Bob asked if an employee’s
economic value to an employer depends on the skills they bring to the job. Tim replied that he didn’t think that was
fair and this set off another minor back and forth, then a long speech by Tim
ending with Apple as an example of a company whose three most important things
are its employees, its customers and its suppliers. Its investors are just along for the ride and
don’t matter to Apple – so says Tim O’Reilly.
Bob pointed out that the
investors being described are in the secondary market for the stock – Tim more
or less agreed, but said in effect, an investor who owns a big chunk of stock
has no right to demand that more of the corporation’s cash be returned to
investors as dividends.
After the break:
·
What about
calls to break up these outfits like Amazon, Facebook, etc? Answer: companies like these have to think about the
systemic ecosystem in which they exist.
·
Bernie from
Westlake Village CA weighed in by asking the guest if he ever employed people
and how many? The guest said he employs
about 500 people. Bernie pointed out
that artificially raising wages increases automation.
·
Tim responded
that the market dictates what skills are worth (a concept he seems to disagree
with).

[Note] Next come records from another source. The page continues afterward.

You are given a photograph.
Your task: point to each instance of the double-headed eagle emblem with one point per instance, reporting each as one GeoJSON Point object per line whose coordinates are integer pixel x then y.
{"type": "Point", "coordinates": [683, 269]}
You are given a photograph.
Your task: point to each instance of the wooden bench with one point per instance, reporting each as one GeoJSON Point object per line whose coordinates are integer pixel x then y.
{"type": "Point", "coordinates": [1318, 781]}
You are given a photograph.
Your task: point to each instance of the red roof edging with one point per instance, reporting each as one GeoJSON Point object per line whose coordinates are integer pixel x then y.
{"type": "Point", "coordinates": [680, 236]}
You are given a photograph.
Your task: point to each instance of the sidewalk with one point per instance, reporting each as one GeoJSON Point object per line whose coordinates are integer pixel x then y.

He said there is more to rates
of pay than the simplistic notion of the market.
·
Bob jumped in
and hammered Wal Mart for making a big deal out of their announcement to raise
wages from $9 to $11 per hour as a result of the tax cuts. He criticized Wal Mart for keeping wages so
low for so long and shorting employees on medical coverage for so long.
·
Bob mentioned
his theme that Congress should have indexed the minimum wage to inflation a
long time ago and the guest agreed.
The guest gave such long
winded answers that Bob had to interrupt him a couple of times to get the next
question in. I looked him up on the
interweb, and he was born in 1954. He is
older than he sounded over the radio – I thought he was much younger.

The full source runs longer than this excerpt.